The action an employer should be taking will depend, to some extent, upon the nature of the workplace, the roles carried out and the demographic of the workforce, but some of the issues that employers should consider from an employment law perspective include:
- The employer’s approach to sick pay.
- Whether the infrastructure is in place to allow large numbers of employees to work from home.
- Compliance with government guidance on hygiene in the workplace.
- Communication with pregnant employees regarding their position.
- Clear communication with workers on the employer’s policy on homeworking, work travel and self- isolation.
- Ensure that employees have provided up to date personal details.
- Plan for mass closures of schools and nurseries. Identify business critical roles and how they can be maintained. Consider what pay employees will receive if they work part-time to fit around childcare, and the benefits of acting flexibly to allow as many employees as possible to continue working.

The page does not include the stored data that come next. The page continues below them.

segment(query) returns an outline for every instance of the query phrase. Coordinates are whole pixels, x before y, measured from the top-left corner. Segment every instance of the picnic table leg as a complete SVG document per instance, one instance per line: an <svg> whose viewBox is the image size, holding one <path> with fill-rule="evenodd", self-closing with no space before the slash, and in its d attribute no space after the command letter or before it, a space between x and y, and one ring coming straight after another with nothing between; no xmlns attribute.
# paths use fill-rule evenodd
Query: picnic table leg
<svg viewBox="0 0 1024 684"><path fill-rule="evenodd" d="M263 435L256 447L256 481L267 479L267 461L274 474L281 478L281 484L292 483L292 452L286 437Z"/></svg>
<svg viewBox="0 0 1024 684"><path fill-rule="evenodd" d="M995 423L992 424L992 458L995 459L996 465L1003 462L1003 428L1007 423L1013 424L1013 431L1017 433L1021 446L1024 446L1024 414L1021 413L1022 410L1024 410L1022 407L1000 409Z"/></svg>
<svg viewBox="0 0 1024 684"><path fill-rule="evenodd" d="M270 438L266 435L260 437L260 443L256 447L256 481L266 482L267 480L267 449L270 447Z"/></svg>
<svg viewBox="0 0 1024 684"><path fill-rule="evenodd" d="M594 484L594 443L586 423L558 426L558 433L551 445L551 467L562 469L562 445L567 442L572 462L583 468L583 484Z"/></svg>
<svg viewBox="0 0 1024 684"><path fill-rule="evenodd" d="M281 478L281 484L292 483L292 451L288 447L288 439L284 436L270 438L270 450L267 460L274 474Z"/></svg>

- Provide clear information to managers on how to deal with an employee who attends work displaying symptoms or who has potentially been exposed to the virus.
- Identify any high-risk employees and consider whether there are any potential discrimination implications which mean a more cautious approach is required.
- Consider whether any domestic and international work travel and events are necessary.
- Consider whether internal meetings can be carried out through virtual meetings.
- Identify the minimum safe level of workers required to continue operating, and how that can be maintained in the worst-case scenario. Identify the point at which the business may need to cease operating temporarily and consider the employment law consequences.